True augmented reality will be social and locative. Users will view media published and placed by other users, and unlike a photo-bound dancing hotdog or dog’s tongue-and-ears mapped to your face, this media will be tied to particular real-world locations. Users’ AR content may be visible to anyone who glaces at a particular wall, or only apparent to a select few.

For thousands for years, humanity has sought an escape from the detached scribal hunch that reading, writing, and computing have thus far required.

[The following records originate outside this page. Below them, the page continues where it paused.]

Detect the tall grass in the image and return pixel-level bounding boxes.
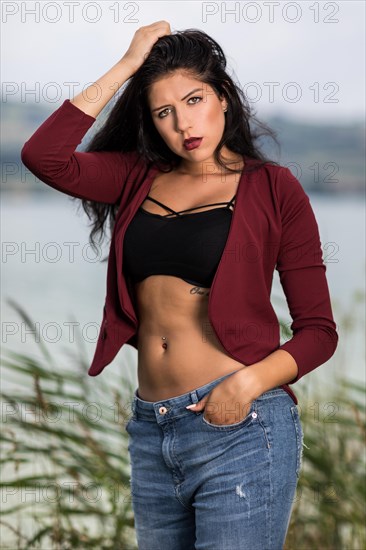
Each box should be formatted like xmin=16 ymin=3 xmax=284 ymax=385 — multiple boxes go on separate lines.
xmin=1 ymin=301 xmax=365 ymax=549
xmin=284 ymin=377 xmax=365 ymax=549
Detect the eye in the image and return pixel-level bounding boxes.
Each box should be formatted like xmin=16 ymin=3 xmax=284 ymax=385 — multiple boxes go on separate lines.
xmin=157 ymin=96 xmax=202 ymax=119
xmin=158 ymin=108 xmax=171 ymax=119
xmin=187 ymin=96 xmax=202 ymax=104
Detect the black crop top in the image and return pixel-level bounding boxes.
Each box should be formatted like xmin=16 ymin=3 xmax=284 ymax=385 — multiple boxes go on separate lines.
xmin=123 ymin=193 xmax=236 ymax=288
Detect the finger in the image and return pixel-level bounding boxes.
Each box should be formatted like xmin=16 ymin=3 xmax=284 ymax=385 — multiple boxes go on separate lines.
xmin=186 ymin=396 xmax=207 ymax=411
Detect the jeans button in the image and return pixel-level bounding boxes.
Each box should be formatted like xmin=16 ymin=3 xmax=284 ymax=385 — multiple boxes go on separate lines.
xmin=159 ymin=406 xmax=168 ymax=415
xmin=251 ymin=411 xmax=257 ymax=419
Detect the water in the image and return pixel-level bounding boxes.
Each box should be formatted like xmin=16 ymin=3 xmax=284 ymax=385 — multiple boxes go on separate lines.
xmin=1 ymin=190 xmax=364 ymax=547
xmin=1 ymin=191 xmax=365 ymax=394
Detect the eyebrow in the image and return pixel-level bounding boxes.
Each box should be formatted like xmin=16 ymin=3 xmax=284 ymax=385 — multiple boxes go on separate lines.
xmin=151 ymin=87 xmax=203 ymax=113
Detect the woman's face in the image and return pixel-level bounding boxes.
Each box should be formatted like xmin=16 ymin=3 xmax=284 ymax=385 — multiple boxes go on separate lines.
xmin=147 ymin=70 xmax=230 ymax=171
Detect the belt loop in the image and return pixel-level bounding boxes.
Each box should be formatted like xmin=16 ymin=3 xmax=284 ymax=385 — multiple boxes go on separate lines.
xmin=189 ymin=390 xmax=199 ymax=404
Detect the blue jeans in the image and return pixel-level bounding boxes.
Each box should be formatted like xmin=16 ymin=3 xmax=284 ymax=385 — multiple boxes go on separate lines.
xmin=125 ymin=370 xmax=304 ymax=550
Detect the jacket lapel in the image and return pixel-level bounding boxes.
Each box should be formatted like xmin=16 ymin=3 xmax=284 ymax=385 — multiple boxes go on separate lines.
xmin=114 ymin=163 xmax=160 ymax=325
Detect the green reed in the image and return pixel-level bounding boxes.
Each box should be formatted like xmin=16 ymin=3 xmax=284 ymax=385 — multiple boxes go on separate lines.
xmin=1 ymin=300 xmax=365 ymax=549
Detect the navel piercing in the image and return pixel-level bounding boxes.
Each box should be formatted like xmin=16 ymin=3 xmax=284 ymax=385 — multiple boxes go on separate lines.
xmin=161 ymin=336 xmax=168 ymax=349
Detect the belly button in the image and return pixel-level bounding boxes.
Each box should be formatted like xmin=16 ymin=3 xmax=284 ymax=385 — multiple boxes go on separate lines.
xmin=161 ymin=336 xmax=168 ymax=350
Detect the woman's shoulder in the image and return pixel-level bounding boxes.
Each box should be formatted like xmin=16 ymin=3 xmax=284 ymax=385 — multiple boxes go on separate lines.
xmin=243 ymin=156 xmax=287 ymax=181
xmin=245 ymin=157 xmax=302 ymax=185
xmin=113 ymin=149 xmax=152 ymax=172
xmin=244 ymin=158 xmax=308 ymax=203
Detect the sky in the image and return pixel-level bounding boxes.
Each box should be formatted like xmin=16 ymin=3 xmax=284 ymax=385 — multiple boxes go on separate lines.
xmin=1 ymin=0 xmax=365 ymax=124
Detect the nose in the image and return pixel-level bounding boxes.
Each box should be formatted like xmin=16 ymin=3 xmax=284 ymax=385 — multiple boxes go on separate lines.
xmin=174 ymin=108 xmax=192 ymax=134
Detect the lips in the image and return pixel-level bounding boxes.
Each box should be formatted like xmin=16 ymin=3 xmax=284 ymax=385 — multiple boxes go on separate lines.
xmin=183 ymin=137 xmax=203 ymax=150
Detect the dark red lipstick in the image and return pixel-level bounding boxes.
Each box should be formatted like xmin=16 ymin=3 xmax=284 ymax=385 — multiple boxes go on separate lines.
xmin=183 ymin=137 xmax=203 ymax=150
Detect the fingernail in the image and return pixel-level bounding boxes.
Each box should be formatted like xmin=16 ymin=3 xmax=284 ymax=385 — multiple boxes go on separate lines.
xmin=186 ymin=404 xmax=197 ymax=409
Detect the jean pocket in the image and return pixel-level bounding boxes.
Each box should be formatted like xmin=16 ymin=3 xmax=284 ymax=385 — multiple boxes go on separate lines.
xmin=125 ymin=400 xmax=137 ymax=433
xmin=125 ymin=416 xmax=135 ymax=433
xmin=200 ymin=400 xmax=258 ymax=431
xmin=290 ymin=405 xmax=304 ymax=478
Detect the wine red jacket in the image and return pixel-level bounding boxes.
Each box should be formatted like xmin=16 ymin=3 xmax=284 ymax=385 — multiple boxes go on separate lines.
xmin=21 ymin=99 xmax=339 ymax=405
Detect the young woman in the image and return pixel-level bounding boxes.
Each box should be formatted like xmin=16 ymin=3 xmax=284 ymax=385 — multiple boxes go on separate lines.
xmin=21 ymin=20 xmax=338 ymax=549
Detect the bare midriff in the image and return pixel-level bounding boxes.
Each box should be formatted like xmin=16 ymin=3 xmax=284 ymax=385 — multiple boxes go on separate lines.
xmin=132 ymin=157 xmax=246 ymax=402
xmin=134 ymin=275 xmax=246 ymax=402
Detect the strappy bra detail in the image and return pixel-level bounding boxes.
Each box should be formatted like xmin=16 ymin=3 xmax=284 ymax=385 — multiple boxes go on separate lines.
xmin=123 ymin=191 xmax=237 ymax=288
xmin=140 ymin=192 xmax=236 ymax=218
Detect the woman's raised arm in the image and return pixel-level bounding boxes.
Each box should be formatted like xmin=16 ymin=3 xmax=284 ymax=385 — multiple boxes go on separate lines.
xmin=20 ymin=21 xmax=171 ymax=203
xmin=20 ymin=98 xmax=140 ymax=203
xmin=70 ymin=20 xmax=171 ymax=118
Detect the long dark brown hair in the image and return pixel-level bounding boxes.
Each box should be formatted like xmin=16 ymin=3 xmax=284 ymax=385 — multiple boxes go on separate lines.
xmin=72 ymin=28 xmax=281 ymax=256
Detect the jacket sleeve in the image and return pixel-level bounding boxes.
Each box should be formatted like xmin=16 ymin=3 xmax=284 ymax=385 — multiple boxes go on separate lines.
xmin=275 ymin=167 xmax=339 ymax=384
xmin=20 ymin=99 xmax=140 ymax=203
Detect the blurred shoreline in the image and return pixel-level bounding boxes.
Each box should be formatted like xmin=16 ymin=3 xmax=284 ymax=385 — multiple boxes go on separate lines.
xmin=2 ymin=99 xmax=365 ymax=194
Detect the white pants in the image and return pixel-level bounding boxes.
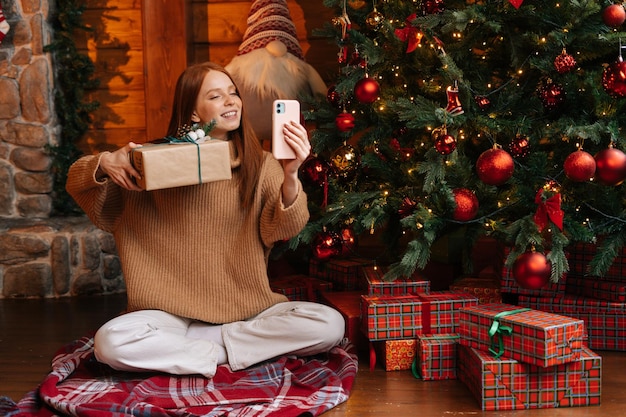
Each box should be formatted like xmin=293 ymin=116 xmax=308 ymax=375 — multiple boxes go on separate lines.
xmin=93 ymin=301 xmax=345 ymax=378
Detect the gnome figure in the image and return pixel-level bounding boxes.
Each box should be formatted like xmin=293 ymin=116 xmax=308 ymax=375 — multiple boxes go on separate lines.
xmin=226 ymin=0 xmax=327 ymax=146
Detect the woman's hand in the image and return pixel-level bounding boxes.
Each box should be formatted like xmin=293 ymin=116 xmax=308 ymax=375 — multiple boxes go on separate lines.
xmin=99 ymin=142 xmax=144 ymax=191
xmin=281 ymin=121 xmax=311 ymax=207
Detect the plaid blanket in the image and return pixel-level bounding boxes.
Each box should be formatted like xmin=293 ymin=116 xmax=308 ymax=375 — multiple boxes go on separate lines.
xmin=2 ymin=336 xmax=358 ymax=417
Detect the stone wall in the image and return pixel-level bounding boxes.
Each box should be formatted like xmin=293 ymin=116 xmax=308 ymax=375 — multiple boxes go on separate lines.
xmin=0 ymin=0 xmax=125 ymax=298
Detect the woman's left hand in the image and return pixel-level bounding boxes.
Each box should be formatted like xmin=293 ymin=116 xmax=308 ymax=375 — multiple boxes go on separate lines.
xmin=281 ymin=121 xmax=311 ymax=175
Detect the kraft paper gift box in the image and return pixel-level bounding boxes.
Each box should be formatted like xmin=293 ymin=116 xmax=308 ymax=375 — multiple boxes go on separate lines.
xmin=269 ymin=275 xmax=333 ymax=302
xmin=566 ymin=275 xmax=626 ymax=302
xmin=458 ymin=303 xmax=585 ymax=368
xmin=363 ymin=265 xmax=430 ymax=296
xmin=414 ymin=334 xmax=459 ymax=380
xmin=458 ymin=344 xmax=602 ymax=411
xmin=361 ymin=291 xmax=478 ymax=341
xmin=373 ymin=339 xmax=418 ymax=371
xmin=449 ymin=277 xmax=502 ymax=304
xmin=309 ymin=257 xmax=375 ymax=291
xmin=518 ymin=294 xmax=626 ymax=351
xmin=130 ymin=140 xmax=232 ymax=191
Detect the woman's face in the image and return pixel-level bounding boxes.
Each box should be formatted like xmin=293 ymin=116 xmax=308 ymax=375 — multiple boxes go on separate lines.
xmin=191 ymin=70 xmax=242 ymax=140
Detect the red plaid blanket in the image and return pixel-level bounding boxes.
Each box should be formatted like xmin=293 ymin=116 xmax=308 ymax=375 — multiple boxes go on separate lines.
xmin=2 ymin=336 xmax=358 ymax=417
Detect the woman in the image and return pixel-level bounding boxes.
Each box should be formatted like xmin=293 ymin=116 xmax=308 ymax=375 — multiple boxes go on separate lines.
xmin=66 ymin=62 xmax=345 ymax=378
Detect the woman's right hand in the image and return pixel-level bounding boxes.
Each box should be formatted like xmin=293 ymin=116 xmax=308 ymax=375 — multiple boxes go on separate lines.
xmin=99 ymin=142 xmax=144 ymax=191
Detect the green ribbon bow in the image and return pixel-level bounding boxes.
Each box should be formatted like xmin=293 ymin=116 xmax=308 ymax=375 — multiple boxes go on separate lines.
xmin=488 ymin=308 xmax=531 ymax=358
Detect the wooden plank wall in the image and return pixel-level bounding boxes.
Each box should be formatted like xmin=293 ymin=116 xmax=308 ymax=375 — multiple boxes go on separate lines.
xmin=76 ymin=0 xmax=337 ymax=154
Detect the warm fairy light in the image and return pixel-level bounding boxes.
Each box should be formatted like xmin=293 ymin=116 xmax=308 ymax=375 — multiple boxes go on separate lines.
xmin=540 ymin=37 xmax=546 ymax=43
xmin=518 ymin=69 xmax=523 ymax=75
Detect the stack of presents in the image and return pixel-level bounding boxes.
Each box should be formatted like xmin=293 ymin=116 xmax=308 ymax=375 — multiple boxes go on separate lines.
xmin=267 ymin=237 xmax=623 ymax=411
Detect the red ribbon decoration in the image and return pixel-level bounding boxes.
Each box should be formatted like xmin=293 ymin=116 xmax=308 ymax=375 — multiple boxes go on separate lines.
xmin=394 ymin=14 xmax=423 ymax=53
xmin=509 ymin=0 xmax=523 ymax=8
xmin=533 ymin=189 xmax=564 ymax=231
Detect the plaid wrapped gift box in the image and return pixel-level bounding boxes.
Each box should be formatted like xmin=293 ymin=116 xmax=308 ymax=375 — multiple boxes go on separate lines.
xmin=414 ymin=334 xmax=459 ymax=381
xmin=519 ymin=294 xmax=626 ymax=351
xmin=567 ymin=241 xmax=626 ymax=280
xmin=566 ymin=276 xmax=626 ymax=303
xmin=361 ymin=291 xmax=478 ymax=341
xmin=363 ymin=265 xmax=430 ymax=296
xmin=309 ymin=257 xmax=375 ymax=290
xmin=373 ymin=339 xmax=417 ymax=371
xmin=450 ymin=277 xmax=502 ymax=304
xmin=458 ymin=344 xmax=602 ymax=411
xmin=458 ymin=303 xmax=585 ymax=368
xmin=501 ymin=247 xmax=566 ymax=297
xmin=269 ymin=275 xmax=333 ymax=302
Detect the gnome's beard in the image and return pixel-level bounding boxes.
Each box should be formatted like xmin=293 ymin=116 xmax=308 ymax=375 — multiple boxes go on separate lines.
xmin=226 ymin=47 xmax=313 ymax=102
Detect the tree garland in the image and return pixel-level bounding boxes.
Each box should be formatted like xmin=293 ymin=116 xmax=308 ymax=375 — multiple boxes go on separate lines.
xmin=44 ymin=0 xmax=99 ymax=215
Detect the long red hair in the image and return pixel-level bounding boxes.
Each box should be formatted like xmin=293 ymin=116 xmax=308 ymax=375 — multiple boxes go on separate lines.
xmin=166 ymin=62 xmax=264 ymax=208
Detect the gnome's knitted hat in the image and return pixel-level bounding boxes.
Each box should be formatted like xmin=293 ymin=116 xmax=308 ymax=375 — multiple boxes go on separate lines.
xmin=237 ymin=0 xmax=304 ymax=60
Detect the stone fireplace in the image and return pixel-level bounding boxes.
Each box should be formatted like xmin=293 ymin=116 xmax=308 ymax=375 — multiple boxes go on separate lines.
xmin=0 ymin=1 xmax=124 ymax=298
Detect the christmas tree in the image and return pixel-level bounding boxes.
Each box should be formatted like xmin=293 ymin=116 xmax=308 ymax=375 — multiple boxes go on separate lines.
xmin=291 ymin=0 xmax=626 ymax=285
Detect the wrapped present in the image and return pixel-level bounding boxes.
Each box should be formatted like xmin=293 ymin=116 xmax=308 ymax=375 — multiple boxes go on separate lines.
xmin=567 ymin=241 xmax=626 ymax=280
xmin=519 ymin=293 xmax=626 ymax=314
xmin=130 ymin=140 xmax=232 ymax=191
xmin=269 ymin=274 xmax=333 ymax=302
xmin=361 ymin=291 xmax=478 ymax=341
xmin=458 ymin=345 xmax=602 ymax=411
xmin=566 ymin=275 xmax=626 ymax=302
xmin=413 ymin=334 xmax=459 ymax=381
xmin=373 ymin=339 xmax=417 ymax=371
xmin=500 ymin=247 xmax=566 ymax=297
xmin=309 ymin=257 xmax=375 ymax=291
xmin=449 ymin=277 xmax=501 ymax=304
xmin=320 ymin=291 xmax=368 ymax=351
xmin=518 ymin=294 xmax=626 ymax=351
xmin=363 ymin=265 xmax=430 ymax=296
xmin=458 ymin=303 xmax=585 ymax=368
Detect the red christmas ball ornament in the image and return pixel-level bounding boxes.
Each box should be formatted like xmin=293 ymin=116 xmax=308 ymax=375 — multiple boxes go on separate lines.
xmin=434 ymin=134 xmax=457 ymax=155
xmin=354 ymin=76 xmax=380 ymax=104
xmin=594 ymin=146 xmax=626 ymax=185
xmin=398 ymin=196 xmax=418 ymax=218
xmin=554 ymin=49 xmax=577 ymax=74
xmin=602 ymin=58 xmax=626 ymax=98
xmin=301 ymin=156 xmax=330 ymax=187
xmin=603 ymin=4 xmax=626 ymax=27
xmin=313 ymin=230 xmax=342 ymax=260
xmin=509 ymin=135 xmax=531 ymax=158
xmin=422 ymin=0 xmax=445 ymax=14
xmin=564 ymin=149 xmax=596 ymax=182
xmin=326 ymin=85 xmax=342 ymax=109
xmin=538 ymin=81 xmax=566 ymax=109
xmin=512 ymin=251 xmax=551 ymax=290
xmin=335 ymin=112 xmax=355 ymax=132
xmin=474 ymin=95 xmax=491 ymax=110
xmin=476 ymin=147 xmax=515 ymax=186
xmin=452 ymin=188 xmax=479 ymax=222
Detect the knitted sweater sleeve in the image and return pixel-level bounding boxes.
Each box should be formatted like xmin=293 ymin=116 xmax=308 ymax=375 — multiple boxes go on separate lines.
xmin=259 ymin=154 xmax=310 ymax=247
xmin=65 ymin=153 xmax=124 ymax=233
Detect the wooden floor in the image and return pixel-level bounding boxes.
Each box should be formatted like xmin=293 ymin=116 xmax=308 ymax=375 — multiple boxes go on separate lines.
xmin=1 ymin=294 xmax=626 ymax=416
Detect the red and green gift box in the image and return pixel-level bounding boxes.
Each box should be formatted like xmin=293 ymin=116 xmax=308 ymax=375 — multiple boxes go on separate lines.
xmin=458 ymin=344 xmax=601 ymax=410
xmin=363 ymin=265 xmax=430 ymax=296
xmin=566 ymin=275 xmax=626 ymax=303
xmin=413 ymin=334 xmax=459 ymax=381
xmin=458 ymin=303 xmax=585 ymax=368
xmin=567 ymin=241 xmax=626 ymax=280
xmin=309 ymin=257 xmax=375 ymax=291
xmin=319 ymin=291 xmax=368 ymax=351
xmin=373 ymin=339 xmax=417 ymax=371
xmin=449 ymin=277 xmax=501 ymax=304
xmin=269 ymin=274 xmax=333 ymax=302
xmin=519 ymin=294 xmax=626 ymax=351
xmin=361 ymin=291 xmax=478 ymax=341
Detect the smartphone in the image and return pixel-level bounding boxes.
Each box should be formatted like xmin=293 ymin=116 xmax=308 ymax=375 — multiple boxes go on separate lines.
xmin=272 ymin=99 xmax=300 ymax=159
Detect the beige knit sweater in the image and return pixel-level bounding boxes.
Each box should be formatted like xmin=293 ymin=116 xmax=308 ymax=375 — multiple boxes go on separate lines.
xmin=66 ymin=142 xmax=310 ymax=323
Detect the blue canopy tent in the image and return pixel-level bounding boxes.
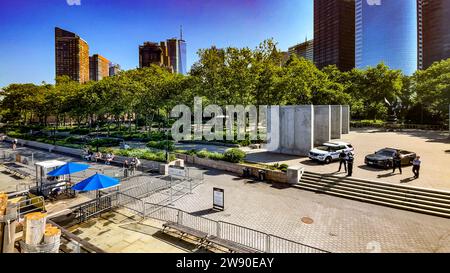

Neck pain and blundering around the world with our faces in our phones have kept the dream of heads-up computing alive through multiple premature hardware hype-cycles.

This pent-up, unmet demand was on full display at the launch of Apple’s Vision Pro – a virtual reality device with effective-enough pass-through to mimic augmented reality, until users moved around. Nevertheless, VisionPro users did their best to compute while walking, driving, and riding the subway – only to see their apps slide away from them, left behind as they moved (you can, at least, carry your apps with you). Augmented reality, tethered to the user and their immediate surroundings, will satisfy this want.

We have also already grown accustomed to wearing sunglasses and corrective lenses, and seeing them worn by others. As a result, when they arrive, or arrive at an accessible price point, augmented reality glasses are likely to be adopted by most consumers very quickly.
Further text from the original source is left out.